World celebrates the environment

This week saw a host of celebrations around the world commemorating World Environment Day, June 6.

The 25th edition was hosted in Tromsø, Norway this past Wednesday, driving special awareness to the problem of melting ice caps in support of International Polar Year.

Norway was chosen as the host country for the annual even to highlight the global environmental impact of melting ice and snow. The 2007 theme focused on the effects that climate change is having on polar ecosystems and communities, and the impact on the rest of the world.

Nick Nuttall, spokesperson for United Nations Environment Programme
(UNEP) told edie: "This year, we wanted to make the link and increase the understanding of how this issue has grown, that melting ice and snow is not a remote issue.

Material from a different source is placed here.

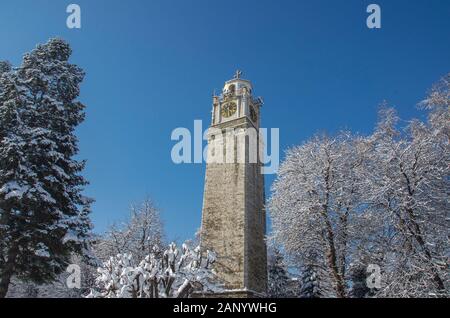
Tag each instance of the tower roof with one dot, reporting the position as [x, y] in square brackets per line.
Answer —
[237, 83]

It's relevant in Norway, as it is in the United Kingdom as well as Beijing."

Norway is one of three countries that have - to date - announced that they want to go carbon-neutral by 2050. Costa Rica and New Zealand are the other two countries.

Around the world, people celebrated and discussed environmental issues - from street rallies to green concerts and tree planting to clean-up campaigns.

The environment and climate change were also at the top of the agenda at the G8 Summit in Germany, with leaders agreeing on 'substantial cuts' in greenhouse gases according to experts.

Nick Nuttall said: "This year's summit has been an important milestone for emission is clear that leaders full accept that the environment is a serious issue and this year we've experienced unprecedented momentum."

In a move to encourage local environmental awareness and individual participation, British Climate Change and Environment Minister Ian Pearson asked people to mark World Environment Day by identifying the one change they can make in their everyday lives to protect the environment and fight climate change.

We are already feeling some of the effects of climate change - and that will inevitably increase," Pearson said. "But if everyone acts now to help stop climate change, we can avoid its worst effects and reduce the level to which we need to adapt - both here in the UK and the support millions of people around the world will need."

Nick Nuttall, spokesperson for UNEP, said: "It's important to remember that we don't want this to be about just one day of the year."